Когда мы начинаем обсуждать Coldplay, обнаруживаем, что уже добрались до места назначения.

— Приехали, — объявляю я, паркуясь. — И ответ — песня «Fix You». Чёрт, — я выражаю своё неодобрение и выхожу из машины.

Он идёт в мою сторону и останавливается возле меня настолько близко, что я вижу, как расширяются его зрачки. Я чувствую смешанный аромат его естественного запаха и одеколона, а также исходящую от него напряжённость.

— Тут абсолютно нечего обсуждать, — он медленно пробегается глазами по моему телу, а затем встречается со мной взглядом. — «Paradise» — моя любимая песня, — добавляет он хрипло, и мою кожу начинает покалывать.

Если девушка оказывается именно в таком моменте застывшего времени — пойманная этими благоговейными, вкрадчивыми словами изо рта этого мужчины, его тёплым дыханием на своём лице, — то она готова упасть к его ногам и никогда не станет прежней.

Но, увы, это не мой сказочный момент, мои ноги не покидают землю. Кингстон говорит словами из романов или стихотворений, потому что он их практиковал, совершенствуя искусство обольщения, чтобы получить несчастных девушек, которые ведутся на его лапшу и готовы пойти ради него на всё. И когда достигает желаемого —нет, скажем так, когда ему наскучит его игрушка, в чём я не сомневаюсь — он просто оставляет их позади… так же он поступит и со мной в конце учебного года.

И я уже знаю, что буду по нему скучать, поэтому не собираюсь всё усложнять и добавлять ещё что-то к этой неизбежной боли.

— Эхо?

Моё имя шёпотом срывается с его губ. Я качаю головой и моргаю, прогоняя дальнейшие мысли и глупые вопросы, которые явно не должны меня интересовать, и смотрю на него снизу вверх.

— О чём задумалась? — он поднимает руку, собираясь погладить меня по щеке, но я быстро отступаю.

Я произношу следующие слова с уверенностью и озорством, вместо растерянности и искушённости, что ощущаю сейчас на самом деле.

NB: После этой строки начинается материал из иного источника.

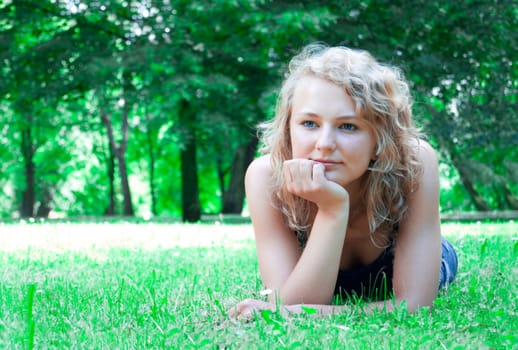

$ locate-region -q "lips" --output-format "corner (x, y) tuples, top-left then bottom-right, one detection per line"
(312, 159), (341, 168)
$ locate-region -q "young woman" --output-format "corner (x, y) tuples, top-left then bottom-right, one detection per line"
(230, 45), (457, 317)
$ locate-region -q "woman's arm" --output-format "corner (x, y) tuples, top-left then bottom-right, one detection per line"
(230, 141), (441, 317)
(393, 141), (441, 311)
(245, 156), (349, 305)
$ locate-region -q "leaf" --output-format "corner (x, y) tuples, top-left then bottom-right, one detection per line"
(300, 305), (318, 315)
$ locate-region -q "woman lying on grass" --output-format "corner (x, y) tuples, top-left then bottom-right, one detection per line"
(230, 45), (457, 317)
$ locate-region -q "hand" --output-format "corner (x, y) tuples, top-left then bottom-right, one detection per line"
(283, 159), (349, 209)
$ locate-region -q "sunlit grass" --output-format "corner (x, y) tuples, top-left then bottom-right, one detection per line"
(0, 222), (518, 349)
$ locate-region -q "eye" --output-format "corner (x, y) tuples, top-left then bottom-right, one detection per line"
(302, 120), (317, 128)
(339, 123), (358, 131)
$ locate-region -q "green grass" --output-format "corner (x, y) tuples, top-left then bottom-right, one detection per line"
(0, 222), (518, 349)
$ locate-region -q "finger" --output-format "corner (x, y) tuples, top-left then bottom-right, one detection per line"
(312, 163), (327, 183)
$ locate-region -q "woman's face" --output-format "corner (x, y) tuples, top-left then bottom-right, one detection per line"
(289, 76), (376, 191)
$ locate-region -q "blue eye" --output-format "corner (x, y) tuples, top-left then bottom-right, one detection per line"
(302, 120), (317, 128)
(340, 123), (358, 131)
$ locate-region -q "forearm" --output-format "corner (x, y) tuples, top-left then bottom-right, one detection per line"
(271, 210), (348, 305)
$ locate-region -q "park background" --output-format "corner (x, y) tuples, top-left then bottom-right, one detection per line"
(0, 0), (518, 222)
(0, 0), (518, 350)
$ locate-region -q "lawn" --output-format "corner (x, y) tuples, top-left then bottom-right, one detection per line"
(0, 221), (518, 349)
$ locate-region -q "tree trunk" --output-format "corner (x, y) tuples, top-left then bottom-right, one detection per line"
(36, 187), (52, 218)
(20, 121), (36, 218)
(100, 89), (135, 216)
(104, 144), (115, 216)
(222, 136), (259, 214)
(180, 100), (201, 222)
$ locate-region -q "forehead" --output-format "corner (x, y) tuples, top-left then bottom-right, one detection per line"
(291, 76), (356, 116)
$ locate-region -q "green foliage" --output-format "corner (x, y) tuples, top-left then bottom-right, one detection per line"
(0, 0), (518, 216)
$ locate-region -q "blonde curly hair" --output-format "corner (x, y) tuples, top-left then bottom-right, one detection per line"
(259, 44), (422, 242)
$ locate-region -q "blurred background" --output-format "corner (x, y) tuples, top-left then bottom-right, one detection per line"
(0, 0), (518, 222)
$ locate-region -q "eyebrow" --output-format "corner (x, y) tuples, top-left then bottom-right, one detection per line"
(296, 112), (358, 119)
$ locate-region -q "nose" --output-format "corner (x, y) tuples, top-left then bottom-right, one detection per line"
(316, 126), (336, 151)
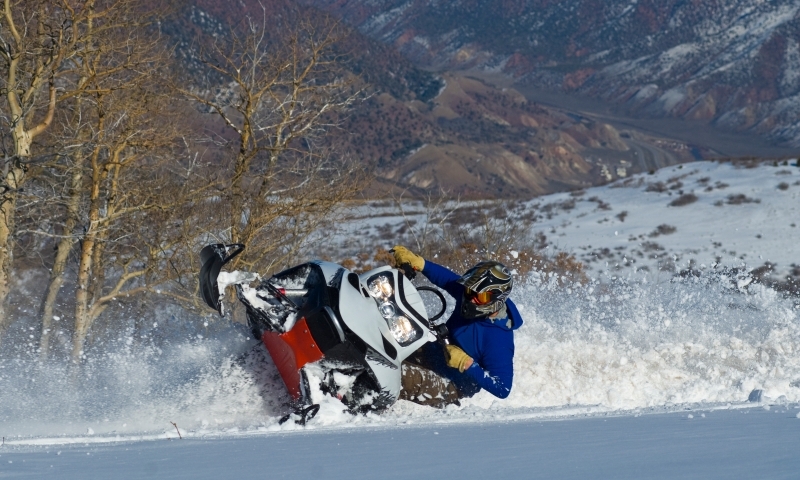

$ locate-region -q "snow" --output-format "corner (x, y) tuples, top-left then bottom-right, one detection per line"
(0, 161), (800, 479)
(0, 407), (800, 480)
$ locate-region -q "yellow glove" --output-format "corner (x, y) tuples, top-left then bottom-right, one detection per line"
(444, 345), (473, 373)
(391, 245), (425, 272)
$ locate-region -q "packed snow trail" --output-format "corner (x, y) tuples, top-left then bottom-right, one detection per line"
(0, 407), (800, 480)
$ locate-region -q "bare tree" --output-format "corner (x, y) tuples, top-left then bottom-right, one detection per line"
(0, 0), (161, 344)
(180, 7), (365, 272)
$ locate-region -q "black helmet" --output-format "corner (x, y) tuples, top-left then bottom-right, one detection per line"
(458, 261), (514, 318)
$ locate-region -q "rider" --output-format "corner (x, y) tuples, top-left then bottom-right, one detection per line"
(392, 245), (522, 407)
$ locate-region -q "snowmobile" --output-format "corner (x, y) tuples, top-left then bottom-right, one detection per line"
(200, 244), (447, 424)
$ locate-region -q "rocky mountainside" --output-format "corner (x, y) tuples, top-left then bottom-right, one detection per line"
(162, 0), (700, 198)
(304, 0), (800, 146)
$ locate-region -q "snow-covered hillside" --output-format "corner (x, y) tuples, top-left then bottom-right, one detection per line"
(0, 162), (800, 478)
(531, 161), (800, 277)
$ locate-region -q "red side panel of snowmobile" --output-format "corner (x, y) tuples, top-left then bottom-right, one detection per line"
(261, 318), (322, 399)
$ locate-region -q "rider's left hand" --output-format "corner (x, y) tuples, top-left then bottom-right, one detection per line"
(444, 344), (474, 373)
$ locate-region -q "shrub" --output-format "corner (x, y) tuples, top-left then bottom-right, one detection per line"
(648, 224), (678, 238)
(669, 193), (698, 207)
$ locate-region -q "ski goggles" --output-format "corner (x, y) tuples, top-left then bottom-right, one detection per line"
(467, 289), (492, 305)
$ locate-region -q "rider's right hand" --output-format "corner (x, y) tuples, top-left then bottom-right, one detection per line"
(391, 245), (425, 272)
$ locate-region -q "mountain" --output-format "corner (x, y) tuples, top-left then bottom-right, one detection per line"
(298, 0), (800, 146)
(162, 0), (702, 198)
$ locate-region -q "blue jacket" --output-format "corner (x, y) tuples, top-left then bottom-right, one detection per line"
(422, 260), (522, 398)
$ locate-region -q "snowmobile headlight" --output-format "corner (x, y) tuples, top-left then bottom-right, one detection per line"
(369, 276), (394, 298)
(386, 315), (419, 345)
(378, 302), (395, 319)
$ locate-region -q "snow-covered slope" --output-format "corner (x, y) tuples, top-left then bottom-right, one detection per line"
(0, 162), (800, 454)
(530, 161), (800, 277)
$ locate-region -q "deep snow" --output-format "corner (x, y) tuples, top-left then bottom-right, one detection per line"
(0, 162), (800, 478)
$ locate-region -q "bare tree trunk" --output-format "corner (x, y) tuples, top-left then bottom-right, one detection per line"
(39, 162), (83, 360)
(0, 162), (25, 346)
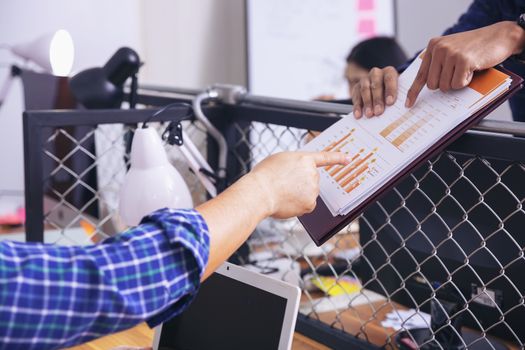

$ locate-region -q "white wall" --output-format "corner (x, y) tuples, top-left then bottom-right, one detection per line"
(0, 0), (510, 194)
(0, 0), (142, 190)
(141, 0), (246, 88)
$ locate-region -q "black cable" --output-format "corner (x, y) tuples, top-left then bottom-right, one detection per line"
(142, 102), (193, 129)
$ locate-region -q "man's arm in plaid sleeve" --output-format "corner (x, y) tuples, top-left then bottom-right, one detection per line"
(0, 209), (209, 349)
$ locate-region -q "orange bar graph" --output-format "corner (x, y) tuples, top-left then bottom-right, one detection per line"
(341, 159), (376, 187)
(379, 111), (414, 138)
(328, 148), (364, 177)
(392, 114), (432, 147)
(341, 163), (368, 187)
(345, 176), (365, 193)
(324, 139), (354, 171)
(334, 149), (377, 182)
(323, 128), (355, 152)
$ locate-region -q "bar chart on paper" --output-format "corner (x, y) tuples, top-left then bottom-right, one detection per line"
(317, 124), (386, 211)
(379, 102), (442, 152)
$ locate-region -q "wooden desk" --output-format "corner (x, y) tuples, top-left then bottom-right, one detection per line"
(65, 323), (329, 350)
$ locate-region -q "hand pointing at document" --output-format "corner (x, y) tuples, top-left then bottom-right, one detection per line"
(405, 21), (525, 107)
(352, 21), (525, 118)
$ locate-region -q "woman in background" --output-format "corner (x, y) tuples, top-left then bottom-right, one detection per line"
(316, 37), (407, 103)
(345, 37), (408, 98)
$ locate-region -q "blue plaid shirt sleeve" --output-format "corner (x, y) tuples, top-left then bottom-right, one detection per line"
(0, 209), (209, 349)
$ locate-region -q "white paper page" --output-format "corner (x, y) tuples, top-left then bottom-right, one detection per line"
(303, 58), (508, 216)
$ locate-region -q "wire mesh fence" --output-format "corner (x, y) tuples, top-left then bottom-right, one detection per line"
(30, 113), (525, 349)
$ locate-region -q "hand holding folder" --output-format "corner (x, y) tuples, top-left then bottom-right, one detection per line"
(299, 57), (522, 245)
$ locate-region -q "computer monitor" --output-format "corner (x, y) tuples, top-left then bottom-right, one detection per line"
(360, 150), (525, 343)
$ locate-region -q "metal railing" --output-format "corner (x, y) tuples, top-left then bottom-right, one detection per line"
(24, 91), (525, 349)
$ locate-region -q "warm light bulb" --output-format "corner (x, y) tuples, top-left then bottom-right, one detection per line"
(49, 29), (75, 76)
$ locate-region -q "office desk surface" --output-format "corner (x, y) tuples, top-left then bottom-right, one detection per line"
(65, 323), (328, 350)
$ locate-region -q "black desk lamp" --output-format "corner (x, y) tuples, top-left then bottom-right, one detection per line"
(69, 47), (141, 109)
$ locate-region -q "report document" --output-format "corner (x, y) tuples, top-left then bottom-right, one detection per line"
(302, 55), (512, 216)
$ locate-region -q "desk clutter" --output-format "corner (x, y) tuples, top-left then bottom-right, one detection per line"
(26, 91), (525, 350)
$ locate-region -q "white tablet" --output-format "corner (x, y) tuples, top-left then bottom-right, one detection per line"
(153, 263), (301, 350)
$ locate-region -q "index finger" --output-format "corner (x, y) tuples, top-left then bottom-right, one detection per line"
(311, 152), (348, 167)
(405, 49), (432, 108)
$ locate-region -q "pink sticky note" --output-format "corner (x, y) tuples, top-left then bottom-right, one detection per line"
(357, 0), (375, 11)
(357, 19), (376, 37)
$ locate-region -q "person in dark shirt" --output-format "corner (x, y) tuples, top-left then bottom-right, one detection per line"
(352, 0), (525, 121)
(345, 36), (408, 97)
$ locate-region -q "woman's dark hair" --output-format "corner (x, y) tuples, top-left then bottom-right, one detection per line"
(346, 37), (407, 70)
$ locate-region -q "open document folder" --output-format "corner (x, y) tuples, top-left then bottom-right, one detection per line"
(299, 57), (522, 245)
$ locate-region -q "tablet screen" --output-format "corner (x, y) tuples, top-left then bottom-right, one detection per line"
(159, 273), (287, 350)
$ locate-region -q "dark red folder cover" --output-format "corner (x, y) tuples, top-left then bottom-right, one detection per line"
(299, 67), (523, 246)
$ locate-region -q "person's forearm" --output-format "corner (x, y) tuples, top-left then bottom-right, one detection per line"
(0, 209), (209, 349)
(503, 21), (525, 55)
(196, 174), (272, 280)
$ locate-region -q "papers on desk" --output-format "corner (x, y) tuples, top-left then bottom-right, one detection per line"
(303, 57), (512, 216)
(299, 289), (386, 315)
(381, 309), (430, 331)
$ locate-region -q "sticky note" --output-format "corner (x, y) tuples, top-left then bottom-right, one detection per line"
(357, 0), (376, 11)
(357, 19), (376, 36)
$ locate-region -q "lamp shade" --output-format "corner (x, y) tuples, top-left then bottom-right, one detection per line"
(119, 128), (193, 226)
(11, 29), (75, 76)
(69, 47), (140, 109)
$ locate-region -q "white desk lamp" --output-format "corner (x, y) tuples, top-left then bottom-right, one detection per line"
(119, 103), (217, 226)
(0, 29), (75, 106)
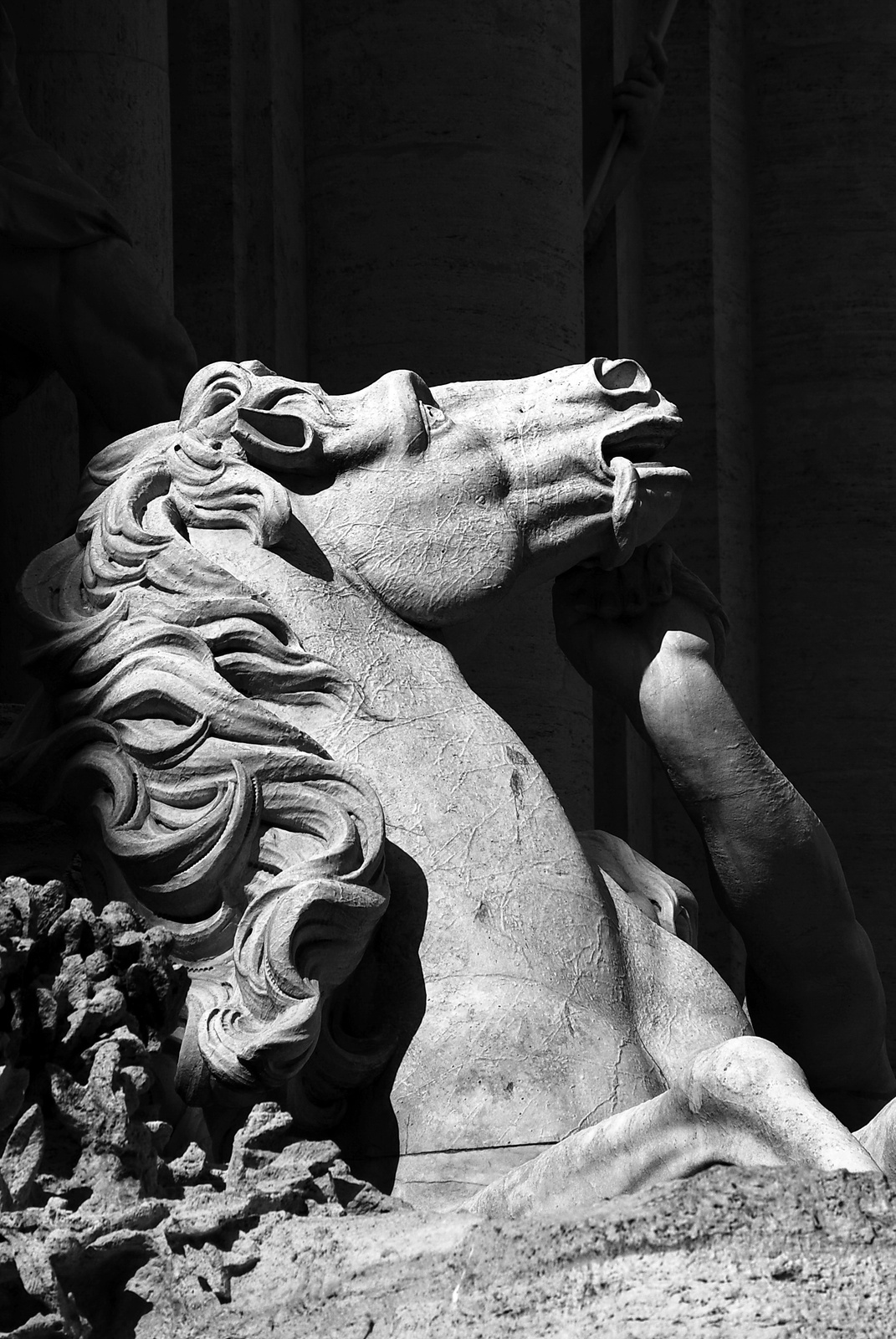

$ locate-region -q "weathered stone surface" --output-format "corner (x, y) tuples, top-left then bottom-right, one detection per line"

— О том, что собираюсь купить тебе лучшую пиццу, которую ты когда-либо ел, и это не потому что я супер-классная девушка, а потому что это наименьшее, что я могу сделать для твоей брутальной задницы, чтобы загладить вину за предстоящее жестокое её надирание, — я смеюсь и хватаю его за руку, чтобы затащить внутрь. — Ну же, пойдём.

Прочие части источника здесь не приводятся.